"Конан и цепь оборотня" - читать интересную книгу автора (Харрис Ник)

2

Горшечник Ихарп, тощий и суетливый, в смущении потирал ладони. Конечно, он, Ихарп, верный друг и слуга Конана. Когда-то великий воин Конан спас его, Ихарпа, ничтожную жизнь… И он, Ихарп, и жена его, и дети — все благодарны. Но отправляться в горы на поиски волшебника… Да найдет ли он того волшебника?.. Да не убьют ли его, Ихарпа, кровожадные бандиты-горцы?.. А если не убьют, и если найдет… Согласится ли великий волшебник выслушать его, простого ремесленника, поедет ли с ним?.. А дома — жена, дети… Кто их станет кормить, пока он, повинуясь приказу друга, будет ползать по горам?..

Конан молча бросил на стол несколько серебряных монет. Горшечник опять потер ладони, но уже более энергично. Да, этого, конечно, хватит… Ему и за год не сделать столько горшков, чтобы заработать такие деньги!.. Вот только бандиты-горцы…

— Они нападают на караваны! — нетерпеливо сказал Конан. — Ты можешь их не опасаться! Что с тебя взять?!
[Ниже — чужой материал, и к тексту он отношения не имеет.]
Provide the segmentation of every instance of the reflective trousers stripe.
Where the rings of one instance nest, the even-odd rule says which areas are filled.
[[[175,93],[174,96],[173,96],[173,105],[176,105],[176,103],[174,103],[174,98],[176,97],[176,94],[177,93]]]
— Да-да, конечно… — Ихарп торопливо закивал, незаметным движением сгребая со стола монеты. — Но моя лошадь… Она, конечно, старая кляча, но кто знает этих горцев…

— У горцев прекрасные скакуны! Твою кобылу они не возьмут даже на мясо! Тем более, на мясо! Для этого они специально выращивают мясных лошадей… ну и баранов, конечно!

Ихарп вынужден был согласиться.

— Все это так… Вот только моя жена привыкла, чтобы я еженощно ублажал ее плоть… Как же она останется без мужской ласки?..

Тут уж Конан не выдержал и расхохотался.

— Я найду на базаре пару нищих! Они будут рады ублажать твою любвеобильную супругу!

— Нет-нет, не нужно нищих… Если сам Конан не желает, то уж пусть она потерпит… Тем слаще будет встреча! Но, вообще-то… его жена хороша собой и довольно молода. Любой мужчина с удовольствием согласился бы проводить с ней все ночи…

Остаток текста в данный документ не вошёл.